Quote 6: Scott Hatteberg is in the film room reviewing tape of a pitcher he has not had much luck hitting against. “…Hatteberg considers why everyone doesn’t prepare for Jamie Moyer as he does – by watching tape, imagining what will happen, deciding what to look for, deciding what he will never swing at.” (page 184)

Investing Lesson: This is another example of the disciplined process and persistence it takes to succeed in any realm of study. Scott had developed a process that helped him prepare for possible situations that he could excel at and also to see what situations he should avoid. The search discipline is the same for investing. You must understand what companies fit into your circle of competence and avoid those that are not understandable or are currently overpriced. As an investor you should always be looking for companies that fall into your circle of competence, even if they are currently overvalued, so you can watch them in case the situation changes. You should also develop an understanding of situations to avoid. Investing in IPOs is one such situation that in the vast majority of cases should be avoided. IPOs tend to be of companies that are hot in the market right now and in most cases will be sold at a premium valuation.

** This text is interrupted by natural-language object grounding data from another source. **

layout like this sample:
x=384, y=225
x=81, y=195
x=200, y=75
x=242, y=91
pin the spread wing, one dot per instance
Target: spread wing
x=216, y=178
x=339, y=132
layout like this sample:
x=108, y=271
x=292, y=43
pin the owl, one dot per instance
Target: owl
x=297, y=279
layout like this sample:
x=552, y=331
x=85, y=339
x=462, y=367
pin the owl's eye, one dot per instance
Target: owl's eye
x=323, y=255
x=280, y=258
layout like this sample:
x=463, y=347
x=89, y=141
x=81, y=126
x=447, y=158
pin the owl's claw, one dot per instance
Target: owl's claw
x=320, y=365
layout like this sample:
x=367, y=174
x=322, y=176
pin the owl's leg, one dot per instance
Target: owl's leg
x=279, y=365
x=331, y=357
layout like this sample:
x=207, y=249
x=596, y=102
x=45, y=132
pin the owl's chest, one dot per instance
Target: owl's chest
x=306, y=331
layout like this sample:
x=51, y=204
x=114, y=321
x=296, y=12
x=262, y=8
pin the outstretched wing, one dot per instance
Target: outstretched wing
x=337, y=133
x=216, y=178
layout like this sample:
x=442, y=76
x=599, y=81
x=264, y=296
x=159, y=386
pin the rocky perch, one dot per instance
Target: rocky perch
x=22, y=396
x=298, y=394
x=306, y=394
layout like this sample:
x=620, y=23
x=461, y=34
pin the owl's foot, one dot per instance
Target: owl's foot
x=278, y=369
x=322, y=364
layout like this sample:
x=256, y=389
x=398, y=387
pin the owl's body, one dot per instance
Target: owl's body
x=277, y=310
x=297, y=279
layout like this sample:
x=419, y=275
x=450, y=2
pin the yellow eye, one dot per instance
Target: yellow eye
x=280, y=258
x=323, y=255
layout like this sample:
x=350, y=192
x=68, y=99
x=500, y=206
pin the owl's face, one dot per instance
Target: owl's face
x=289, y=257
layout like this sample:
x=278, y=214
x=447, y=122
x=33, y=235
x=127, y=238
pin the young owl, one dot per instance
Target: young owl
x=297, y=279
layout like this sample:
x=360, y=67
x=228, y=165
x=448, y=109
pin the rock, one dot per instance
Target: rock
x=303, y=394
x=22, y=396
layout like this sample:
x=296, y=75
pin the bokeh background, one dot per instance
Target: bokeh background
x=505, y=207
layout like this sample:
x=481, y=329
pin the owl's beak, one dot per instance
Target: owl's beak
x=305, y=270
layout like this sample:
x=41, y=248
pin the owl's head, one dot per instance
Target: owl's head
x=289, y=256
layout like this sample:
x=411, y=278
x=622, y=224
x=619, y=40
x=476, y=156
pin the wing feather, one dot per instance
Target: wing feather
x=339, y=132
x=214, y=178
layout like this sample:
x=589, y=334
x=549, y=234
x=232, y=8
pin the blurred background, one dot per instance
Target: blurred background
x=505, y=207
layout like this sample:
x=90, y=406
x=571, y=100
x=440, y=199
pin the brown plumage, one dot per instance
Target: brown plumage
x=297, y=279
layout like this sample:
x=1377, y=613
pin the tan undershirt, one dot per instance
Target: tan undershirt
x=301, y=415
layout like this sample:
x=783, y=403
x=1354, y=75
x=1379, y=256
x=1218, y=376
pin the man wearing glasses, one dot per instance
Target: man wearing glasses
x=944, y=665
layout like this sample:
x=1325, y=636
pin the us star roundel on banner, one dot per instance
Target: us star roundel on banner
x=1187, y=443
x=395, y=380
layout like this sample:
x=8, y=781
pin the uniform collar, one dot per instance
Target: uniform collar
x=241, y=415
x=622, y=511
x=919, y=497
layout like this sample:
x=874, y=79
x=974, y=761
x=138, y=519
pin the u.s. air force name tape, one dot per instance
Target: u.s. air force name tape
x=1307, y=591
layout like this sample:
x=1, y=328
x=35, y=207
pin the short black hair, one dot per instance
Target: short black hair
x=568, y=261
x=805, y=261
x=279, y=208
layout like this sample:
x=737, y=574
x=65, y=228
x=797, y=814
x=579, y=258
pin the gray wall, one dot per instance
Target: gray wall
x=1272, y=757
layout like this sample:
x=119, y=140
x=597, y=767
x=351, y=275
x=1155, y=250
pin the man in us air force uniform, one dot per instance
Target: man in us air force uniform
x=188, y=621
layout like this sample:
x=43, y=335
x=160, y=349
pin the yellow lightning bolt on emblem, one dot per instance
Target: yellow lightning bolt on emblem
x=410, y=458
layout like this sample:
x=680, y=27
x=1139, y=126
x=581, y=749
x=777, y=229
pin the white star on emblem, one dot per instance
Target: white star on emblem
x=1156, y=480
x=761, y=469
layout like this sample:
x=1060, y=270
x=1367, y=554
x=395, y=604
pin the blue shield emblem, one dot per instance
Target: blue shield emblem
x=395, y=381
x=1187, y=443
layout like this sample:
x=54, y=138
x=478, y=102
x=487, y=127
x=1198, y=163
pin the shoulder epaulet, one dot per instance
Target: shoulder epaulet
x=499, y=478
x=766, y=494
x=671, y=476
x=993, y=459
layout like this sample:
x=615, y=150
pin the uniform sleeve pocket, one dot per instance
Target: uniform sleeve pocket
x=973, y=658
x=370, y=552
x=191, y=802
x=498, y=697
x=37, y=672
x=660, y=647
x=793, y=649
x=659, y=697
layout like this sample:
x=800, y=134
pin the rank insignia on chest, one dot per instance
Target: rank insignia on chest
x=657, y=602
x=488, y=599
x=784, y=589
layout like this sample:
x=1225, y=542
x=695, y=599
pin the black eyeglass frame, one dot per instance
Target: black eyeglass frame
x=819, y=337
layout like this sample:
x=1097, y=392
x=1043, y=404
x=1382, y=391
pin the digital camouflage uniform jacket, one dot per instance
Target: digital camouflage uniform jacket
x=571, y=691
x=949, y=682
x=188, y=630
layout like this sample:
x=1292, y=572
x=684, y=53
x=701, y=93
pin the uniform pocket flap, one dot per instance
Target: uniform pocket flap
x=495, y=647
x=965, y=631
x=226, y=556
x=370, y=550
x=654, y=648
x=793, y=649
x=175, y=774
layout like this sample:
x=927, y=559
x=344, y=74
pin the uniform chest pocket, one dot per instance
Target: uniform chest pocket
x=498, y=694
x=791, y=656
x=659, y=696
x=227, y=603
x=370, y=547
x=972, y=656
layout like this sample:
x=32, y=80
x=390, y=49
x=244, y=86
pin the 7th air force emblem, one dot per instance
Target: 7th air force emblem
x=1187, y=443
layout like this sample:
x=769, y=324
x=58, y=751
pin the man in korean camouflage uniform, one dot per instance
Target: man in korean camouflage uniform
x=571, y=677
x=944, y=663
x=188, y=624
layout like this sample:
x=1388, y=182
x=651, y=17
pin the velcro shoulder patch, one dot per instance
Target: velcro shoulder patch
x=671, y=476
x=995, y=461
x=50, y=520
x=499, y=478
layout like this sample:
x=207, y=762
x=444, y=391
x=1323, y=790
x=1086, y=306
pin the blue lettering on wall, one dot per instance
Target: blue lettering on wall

Quote 7: Mr. Lewis listed 5 rules used by Billy Beane when he is shopping for players. The first doesn’t apply to investors but the last 4 are good rules to follow (p. 193-194):

“The day you say you have to do something, you’re screwed. Because you are going to make a bad deal. You can always recover from the player you don’t sign. You may never recover from the player you signed at the wrong price.”

“Know exactly what every player in baseball is worth to you. You can put a dollar figure on it.”

“Know exactly who you want and go after him.”

” Every deal you do will be publicly scrutinized by subjective opinion. To do this well, you have to ignore the newspapers.”

Investing Lesson: I think these five rules sum up the lessons from the book quite well. Price, i.e. valuation, is all important in investing just as in baseball. When you find the right company selling at the right price you need to invest a meaningful portion of your portfolio in that company. You must be able to stay investing based on your own reasoning and be able to ignore the opinions of the crowd.